Double protein functionalized poly-ε-caprolactone surfaces: in depth ToF–SIMS and XPS characterization

  • T. Desmet
  • C. Poleunis
  • A. Delcorte
  • P. Dubruel


In biomaterial research, great attention has focussed on the immobilization of biomolecules with the aim to increase cell-adhesive properties of materials. Many different strategies can be applied. In previously published work, our group focussed on the treatment of poly-ε-caprolactone (PCL) films by an Ar-plasma, followed by the grafting of 2-aminoethyl methacrylate (AEMA) under UV-irradiation. The functional groups introduced, enabled the subsequent covalent immobilisation of gelatin. The obtained coating was finally applied for the physisorption of fibronectin. The successful PCL surface functionalization was preliminary confirmed using XPS, wettability studies, AFM and SEM. In the present article, we report on an in-depth characterization of the materials developed using ToF–SIMS and XPS analysis. The homogeneous AEMA grafting and the subsequent protein coating steps could be confirmed by both XPS and ToF–SIMS. Using ToF–SIMS, it was possible to demonstrate the presence of polymethacrylates on the surface. From peak deconvoluted XPS results (C- and N-peak), the presence of proteins could be confirmed. Using ToF–SIMS, different positive ions, correlating to specific amino-acids could be identified. Importantly, the gelatin and the fibronectin coatings could be qualitatively distinguished. Interestingly for biomedical applications, ethylene oxide sterilization did not affect the surface chemical composition. This research clearly demonstrates the complementarities of XPS and ToF–SIMS in biomedical surface modification research.
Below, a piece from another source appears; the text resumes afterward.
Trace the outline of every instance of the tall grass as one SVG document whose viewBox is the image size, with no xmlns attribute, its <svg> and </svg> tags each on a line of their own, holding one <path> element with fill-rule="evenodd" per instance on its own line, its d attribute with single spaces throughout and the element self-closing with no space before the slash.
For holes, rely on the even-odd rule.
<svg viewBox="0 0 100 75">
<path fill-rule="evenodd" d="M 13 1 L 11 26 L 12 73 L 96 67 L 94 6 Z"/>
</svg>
Gelatin Polymethacrylates Ethylene Oxide Sterilization Surface Modification Strategy Double Protein 
These keywords were added by machine and not by the authors. This process is experimental and the keywords may be updated as the learning algorithm improves.



The authors would like to thank Ghent University (UGent, BOF project), the UGent Multidisciplinary Research Partnership Nano- and biophotonics (2010-2015) and the Catholic University of Louvain-la-Neuve for financial support. A special thanks to Claude Poleunis for performing ToF–SIMS, to Michel Genet for his support in the XPS interpretation and to Thomas Billiet for the interesting discussions.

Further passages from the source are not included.